This article was written by Silja Märdla, Senior Analytics Engineer at Bolt.
TL;DR
This article describes how we’ve replaced manual LookML writing with an automatic sync process to ensure all the core models, metrics and marts defined in dbt are automatically available for Looker users.
Background
At Bolt, we operate in a near-perfect data mesh architecture. The Data Platform team offers the tooling, and the data analytics community creates the content according to their needs. In short, here’s what the toolbox looks like: S3 to store data, in-house tooling and Fivetran for data ingestion, dbt for data transformation, Databricks for on-demand compute, Presto for always-on compute, and Looker for reporting.
For a long time, there was very little guidance on what the content could or should look like. This setup has enabled our data users to move fast and create loads of impact. At one point, though, we started noticing some downsides of this setup. The number of data models in dbt was growing, and the number of assets in Looker was increasing, yet the data users were growing less satisfied with what was available to them.

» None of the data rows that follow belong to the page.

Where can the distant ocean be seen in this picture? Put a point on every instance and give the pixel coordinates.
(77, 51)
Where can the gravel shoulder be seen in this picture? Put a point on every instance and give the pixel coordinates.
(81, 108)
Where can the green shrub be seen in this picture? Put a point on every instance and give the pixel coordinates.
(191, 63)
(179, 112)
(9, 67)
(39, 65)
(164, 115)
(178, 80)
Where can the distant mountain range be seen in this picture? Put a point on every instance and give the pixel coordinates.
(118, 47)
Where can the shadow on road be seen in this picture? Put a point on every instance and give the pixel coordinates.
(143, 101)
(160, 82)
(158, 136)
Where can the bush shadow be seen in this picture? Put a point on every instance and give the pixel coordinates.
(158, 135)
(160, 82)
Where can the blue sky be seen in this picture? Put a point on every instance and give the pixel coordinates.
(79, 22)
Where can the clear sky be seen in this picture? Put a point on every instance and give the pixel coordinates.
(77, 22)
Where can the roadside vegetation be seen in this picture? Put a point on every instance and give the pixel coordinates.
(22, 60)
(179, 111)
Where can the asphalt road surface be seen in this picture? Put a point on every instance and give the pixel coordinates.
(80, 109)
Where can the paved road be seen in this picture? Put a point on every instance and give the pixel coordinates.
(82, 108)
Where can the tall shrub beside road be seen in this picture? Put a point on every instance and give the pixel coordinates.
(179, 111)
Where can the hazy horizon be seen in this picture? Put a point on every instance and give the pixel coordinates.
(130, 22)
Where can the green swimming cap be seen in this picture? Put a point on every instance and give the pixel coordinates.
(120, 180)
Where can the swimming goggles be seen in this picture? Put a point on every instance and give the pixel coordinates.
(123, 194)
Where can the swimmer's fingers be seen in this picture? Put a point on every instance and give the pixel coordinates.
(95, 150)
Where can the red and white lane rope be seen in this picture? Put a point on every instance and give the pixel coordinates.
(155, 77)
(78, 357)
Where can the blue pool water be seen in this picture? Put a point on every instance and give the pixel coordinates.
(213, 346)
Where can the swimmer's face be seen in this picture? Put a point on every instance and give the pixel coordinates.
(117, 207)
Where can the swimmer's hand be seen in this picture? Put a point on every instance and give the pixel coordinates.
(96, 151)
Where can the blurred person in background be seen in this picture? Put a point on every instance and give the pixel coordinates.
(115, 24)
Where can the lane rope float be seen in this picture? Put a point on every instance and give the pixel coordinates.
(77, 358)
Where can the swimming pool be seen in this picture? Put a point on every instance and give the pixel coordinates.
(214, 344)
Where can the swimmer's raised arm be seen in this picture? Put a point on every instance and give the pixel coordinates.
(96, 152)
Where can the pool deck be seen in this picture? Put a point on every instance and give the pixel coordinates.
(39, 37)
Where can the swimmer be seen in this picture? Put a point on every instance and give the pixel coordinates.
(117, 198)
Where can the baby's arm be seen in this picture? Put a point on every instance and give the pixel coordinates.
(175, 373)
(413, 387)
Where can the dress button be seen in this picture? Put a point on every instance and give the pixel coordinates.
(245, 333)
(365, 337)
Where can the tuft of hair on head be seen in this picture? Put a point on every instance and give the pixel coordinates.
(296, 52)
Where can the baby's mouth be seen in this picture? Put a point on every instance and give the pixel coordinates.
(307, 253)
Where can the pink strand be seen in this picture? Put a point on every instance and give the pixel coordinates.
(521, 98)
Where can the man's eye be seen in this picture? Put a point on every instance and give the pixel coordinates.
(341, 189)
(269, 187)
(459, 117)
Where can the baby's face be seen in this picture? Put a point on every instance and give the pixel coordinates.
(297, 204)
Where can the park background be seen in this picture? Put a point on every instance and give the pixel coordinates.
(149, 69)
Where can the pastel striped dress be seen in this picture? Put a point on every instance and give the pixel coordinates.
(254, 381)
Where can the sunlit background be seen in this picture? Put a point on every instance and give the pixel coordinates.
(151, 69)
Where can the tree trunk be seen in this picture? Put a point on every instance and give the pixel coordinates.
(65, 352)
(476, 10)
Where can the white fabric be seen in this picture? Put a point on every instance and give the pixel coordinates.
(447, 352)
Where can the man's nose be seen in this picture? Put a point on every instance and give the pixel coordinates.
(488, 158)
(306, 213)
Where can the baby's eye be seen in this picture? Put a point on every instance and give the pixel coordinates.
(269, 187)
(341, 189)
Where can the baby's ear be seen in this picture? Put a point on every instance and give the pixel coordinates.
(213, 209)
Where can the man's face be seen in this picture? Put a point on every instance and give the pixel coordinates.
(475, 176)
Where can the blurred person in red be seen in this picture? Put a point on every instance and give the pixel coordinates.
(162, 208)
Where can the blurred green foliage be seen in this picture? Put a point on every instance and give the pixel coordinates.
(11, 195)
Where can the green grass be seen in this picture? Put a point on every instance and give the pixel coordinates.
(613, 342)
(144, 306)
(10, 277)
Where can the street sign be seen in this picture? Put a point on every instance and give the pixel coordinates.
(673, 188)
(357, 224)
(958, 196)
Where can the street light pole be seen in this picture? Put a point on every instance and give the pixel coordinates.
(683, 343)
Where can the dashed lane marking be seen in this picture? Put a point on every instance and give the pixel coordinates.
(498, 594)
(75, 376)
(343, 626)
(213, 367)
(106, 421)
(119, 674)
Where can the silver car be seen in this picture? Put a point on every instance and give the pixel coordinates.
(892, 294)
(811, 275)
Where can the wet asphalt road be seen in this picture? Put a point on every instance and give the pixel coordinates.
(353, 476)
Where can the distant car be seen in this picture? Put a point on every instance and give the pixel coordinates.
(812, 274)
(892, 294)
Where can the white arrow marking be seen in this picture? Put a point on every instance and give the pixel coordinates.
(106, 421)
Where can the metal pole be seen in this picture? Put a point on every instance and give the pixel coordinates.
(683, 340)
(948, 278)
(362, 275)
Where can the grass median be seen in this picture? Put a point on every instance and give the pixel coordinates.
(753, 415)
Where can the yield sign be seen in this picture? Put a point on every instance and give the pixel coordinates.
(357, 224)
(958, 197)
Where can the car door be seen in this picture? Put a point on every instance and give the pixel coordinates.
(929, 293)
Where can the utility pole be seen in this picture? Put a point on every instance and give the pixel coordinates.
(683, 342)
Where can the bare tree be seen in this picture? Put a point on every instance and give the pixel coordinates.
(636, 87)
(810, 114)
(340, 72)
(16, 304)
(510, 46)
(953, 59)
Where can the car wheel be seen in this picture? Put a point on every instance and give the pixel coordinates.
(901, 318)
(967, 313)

We hired analytics engineers to improve the situation. Investigations in the dbt repository revealed many end-to-end models hosting similar business logic. Yet, quite often, a new task merited a new model because the models weren’t designed with a generic purpose. So we changed that and established some reusable core datasets: dimension and fact tables for the main business entities and pre-aggregated data marts to expose the main business metrics on frequently used granularities (per city, per user, etc). We defined those business metrics in dbt code, using semantic models and saved queries to generate the data marts.
I promise to write more about these, but I want to concentrate on how dbt and Looker play together.
dbt and Looker overlap
Reporting is not the only user of core datasets: experimentation, data science, product analytics, ad hoc analytics, and more use them. Therefore, we didn’t want to lock our business logic into the reporting tool. We have dbt in our toolbox, the purpose of which is to define data transformations. It was only logical that our core datasets would be represented in dbt.
When analysing this decision further, I see a rather considerable overlap between dbt and Looker offerings, at least in the data modelling domain. Both can host business logic to combine new tables from existing ones: models in dbt and derived tables in Looker. Both can define KPIs, which are metrics in dbt measures in Looker. Therefore, both tools can be reasonable candidates for hosting the magical “single source of truth” of the business logic.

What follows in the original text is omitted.